E soprattutto ai giovani il papa si è rivolto nell’omelia, prendendo spunto dalla processione delle Palme. Essa segna la salita di Gesù verso Gerusalemme e il suo sacrificio definitivo: “È in cammino verso l’altezza della Croce, verso il momento dell’amore che si dona. Il termine ultimo del suo pellegrinaggio è l’altezza di Dio stesso, alla quale Egli vuole sollevare l’essere umano”. Benedetto XVI ha spinto i giovani a domandarsi sul significato del “salire assieme a Gesù il monte verso il santuario, accompagnarLo lungo la via verso l’alto”.

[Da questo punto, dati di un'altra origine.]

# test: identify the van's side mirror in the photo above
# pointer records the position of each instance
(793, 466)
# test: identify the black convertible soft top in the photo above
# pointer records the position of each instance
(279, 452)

“Da sempre – ha detto il papa - gli uomini sono stati ricolmi – e oggi lo sono quanto mai – del desiderio di ‘essere come Dio’, di raggiungere essi stessi l’altezza di Dio. In tutte le invenzioni dello spirito umano si cerca, in ultima analisi, di ottenere delle ali, per potersi elevare all’altezza dell’Essere, per diventare indipendenti, totalmente liberi, come lo è Dio. Tante cose l’umanità ha potuto realizzare: siamo in grado di volare. Possiamo vederci, ascoltarci e parlarci da un capo all’altro del mondo. E tuttavia, la forza di gravità che ci tira in basso è potente. Insieme con le nostre capacità non è cresciuto soltanto il bene. Anche le possibilità del male sono aumentate e si pongono come tempeste minacciose sopra la storia. Anche i nostri limiti sono rimasti: basti pensare alle catastrofi che in questi mesi hanno afflitto e continuano ad affliggere l’umanità”.
L’uomo – ha continuato il pontefice – “sta nel punto d’intersezione tra due campi di gravitazione. C’è anzitutto la forza di gravità che tira in basso – verso l’egoismo, verso la menzogna e verso il male; la gravità che ci abbassa e ci allontana dall’altezza di Dio. Dall’altro lato c’è la forza di gravità dell’amore di Dio: l’essere amati da Dio e la risposta del nostro amore ci attirano verso l’alto”.
E ancora: il cuore, “quel centro dell’uomo in cui si uniscono l’intelletto, la volontà e il sentimento, il corpo e l’anima”, ha bisogno di essere “elevato”. Eppure “noi da soli siamo troppo deboli per sollevare il nostro cuore fino all’altezza di Dio. Non ne siamo in grado. Proprio la superbia di poterlo fare da soli ci tira verso il basso e ci allontana da Dio. Dio stesso deve tirarci in alto, ed è questo che Cristo ha iniziato sulla Croce. Egli è disceso fin nell’estrema bassezza dell’esistenza umana, per tirarci in alto verso di sé, verso il Dio vivente. Egli è diventato umile, ci dice la seconda lettura. Soltanto così la nostra superbia poteva essere superata: l’umiltà di Dio è la forma estrema del suo amore, e questo amore umile attrae verso l’alto”.
A conferma del dramma umano descritto, Benedetto XVI cita sant’Agostino. In polemica con alcuni filosofi platonici, che immaginavano di trovare “mezzi di purificazione” perché l’uomo “potesse liberarsi dal grave peso che lo tira in basso”, egli dice: “Riconoscete dunque che la forza dell’uomo e di tutte le sue purificazioni non basta per portarlo veramente all’altezza del divino, all’altezza a lui adeguata”. Sant’Agostino “avrebbe disperato di se stesso e dell’esistenza umana, se non avesse trovato Colui che fa ciò che noi stessi non possiamo fare; Colui che ci solleva all’altezza di Dio, nonostante tutta la nostra miseria: Gesù Cristo che, da Dio, è disceso verso di noi e, nel suo amore crocifisso, ci prende per mano e ci conduce in alto”.
“Manifestiamo al Signore – ha concluso il papa - il nostro desiderio di diventare giusti e Lo preghiamo: Attiraci Tu verso l’alto! Rendici puri! Fa’ che valga per noi la parola che cantiamo col Salmo processionale; che possiamo appartenere alla generazione che cerca Dio, ‘che cerca il tuo volto, Dio di Giacobbe’ (Sal 24,6).